The structure of high-temperature resistant oil-immersed transformers strives to use the mature structure and processes of traditional transformers, retaining the advantages of traditional transformers, such as reliability, good workmanship, and economic efficiency. The biggest difference between these transformers and traditional ones lies in the design's reasonable consideration of the actual temperature field inside the transformer. By rationally using insulation materials of different temperature resistance grades according to the temperature distribution, a mixed insulation system is formed. With the aid of transformer temperature field simulation technology, the temperature distribution of the transformer (mainly the windings and their vicinity) can be accurately determined. According to different temperature ranges, insulation materials of different grades are selected, fully utilizing the high-temperature resistance characteristics of the materials while maintaining good economic efficiency. The maximum operating oil temperature of this oil-immersed transformer is set at 95°C, ensuring good safety, thermal performance margin, and long expected lifespan for the transformer.
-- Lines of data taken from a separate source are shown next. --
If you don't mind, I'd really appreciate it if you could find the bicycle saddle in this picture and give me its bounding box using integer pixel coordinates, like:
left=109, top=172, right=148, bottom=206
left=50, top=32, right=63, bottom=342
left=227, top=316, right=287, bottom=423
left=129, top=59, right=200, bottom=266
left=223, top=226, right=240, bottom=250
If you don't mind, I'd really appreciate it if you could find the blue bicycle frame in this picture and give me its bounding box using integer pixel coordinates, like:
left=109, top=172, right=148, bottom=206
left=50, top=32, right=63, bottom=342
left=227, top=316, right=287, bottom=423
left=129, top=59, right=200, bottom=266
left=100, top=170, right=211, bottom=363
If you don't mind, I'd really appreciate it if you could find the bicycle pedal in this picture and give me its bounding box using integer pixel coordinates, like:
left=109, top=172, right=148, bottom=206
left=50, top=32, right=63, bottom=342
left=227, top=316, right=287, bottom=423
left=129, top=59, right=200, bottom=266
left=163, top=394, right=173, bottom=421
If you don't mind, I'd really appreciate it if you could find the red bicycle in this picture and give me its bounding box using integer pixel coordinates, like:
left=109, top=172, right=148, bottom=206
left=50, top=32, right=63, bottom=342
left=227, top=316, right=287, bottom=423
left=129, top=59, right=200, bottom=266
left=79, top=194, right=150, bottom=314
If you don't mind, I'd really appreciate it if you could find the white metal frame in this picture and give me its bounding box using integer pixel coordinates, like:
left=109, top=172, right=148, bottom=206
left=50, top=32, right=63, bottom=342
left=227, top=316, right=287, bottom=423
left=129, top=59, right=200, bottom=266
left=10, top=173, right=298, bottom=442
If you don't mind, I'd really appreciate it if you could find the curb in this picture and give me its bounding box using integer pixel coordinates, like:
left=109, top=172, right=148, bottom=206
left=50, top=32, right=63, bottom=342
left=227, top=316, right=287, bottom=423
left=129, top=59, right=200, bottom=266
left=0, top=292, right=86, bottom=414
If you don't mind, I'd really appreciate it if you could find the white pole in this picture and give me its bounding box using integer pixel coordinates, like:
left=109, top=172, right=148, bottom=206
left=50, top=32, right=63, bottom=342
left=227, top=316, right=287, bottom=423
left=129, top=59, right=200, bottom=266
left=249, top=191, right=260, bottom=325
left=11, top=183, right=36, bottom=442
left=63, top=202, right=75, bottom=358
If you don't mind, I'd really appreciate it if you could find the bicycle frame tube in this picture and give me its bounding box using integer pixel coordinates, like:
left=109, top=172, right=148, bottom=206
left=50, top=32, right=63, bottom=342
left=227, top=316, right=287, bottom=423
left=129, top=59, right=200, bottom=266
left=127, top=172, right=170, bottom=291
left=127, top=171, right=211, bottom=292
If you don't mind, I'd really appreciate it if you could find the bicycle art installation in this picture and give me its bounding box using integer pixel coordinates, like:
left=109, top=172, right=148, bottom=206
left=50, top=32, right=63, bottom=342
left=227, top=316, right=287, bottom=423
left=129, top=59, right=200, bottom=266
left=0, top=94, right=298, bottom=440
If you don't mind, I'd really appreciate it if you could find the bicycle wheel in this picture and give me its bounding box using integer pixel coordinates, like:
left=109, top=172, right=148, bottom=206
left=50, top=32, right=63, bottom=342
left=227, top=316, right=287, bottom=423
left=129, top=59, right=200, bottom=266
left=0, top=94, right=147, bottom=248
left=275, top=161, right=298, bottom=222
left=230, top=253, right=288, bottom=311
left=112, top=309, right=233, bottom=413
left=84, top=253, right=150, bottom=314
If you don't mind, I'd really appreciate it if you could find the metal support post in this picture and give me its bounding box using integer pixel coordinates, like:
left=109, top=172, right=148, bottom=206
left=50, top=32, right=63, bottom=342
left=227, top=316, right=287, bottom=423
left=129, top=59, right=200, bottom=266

For the overall temperature design of the transformer, we propose and implement the concept of "7-level temperature control technology" as a design principle, which involves extending from the hottest point near the winding hotspot to the outer low-temperature area in five levels, and considering short-circuit and overload conditions to form seven thermal states for temperature control design methods:
1. Insulation Temperature Control Technology: Different insulation materials are selected for different parts of the windings and transformer bodies based on their temperatures. This controls the winding hotspot temperature.
2. Liquid Flow Circuit Temperature Control Technology: By comprehensively considering the relationship between liquid flow velocity fields and temperature fields, the temperature of the liquid flow in various parts is determined and controlled. This controls the boundary layer liquid temperature near the winding hotspot and the top-layer liquid temperature.
3. Overload Temperature Control Technology: Temperature rise control for various parts of the transformer under overload conditions. The temperature distribution under overload conditions differs from that during rated load operation, and the design should pay attention to the temperature rise changes under overload conditions.
4. Core Temperature Control Technology: Temperature control of insulation parts in contact with the core.
5. Sealing Temperature Control Technology: The thermal expansion, deformation, strength, etc., of the fully sealed oil tank change with temperature and must be controlled to ensure that the transformer operates normally within its allowable temperature range.
6. Component Temperature Control Technology: Components are equipped with corresponding insulation materials according to their location temperatures, such as sealing gaskets.
7. Short-Circuit Temperature Control Technology: When a transformer experiences a fault short circuit, the short-circuit current flowing through the windings is very large but lasts for a short time. It is usually calculated as an adiabatic process. Under repeated short-circuit reclosure conditions, thermal accumulation, and heat dissipation effects should be considered. Generally, due to the excellent high-temperature resistance, mechanical strength, dielectric coefficient, and minimal change in dielectric loss with temperature of NOMEX® paper, even under repeated short-circuit reclosure conditions, there will be no mechanical damage or electrical faults caused by temperature rise, nor will the lifespan of the insulation material be compromised.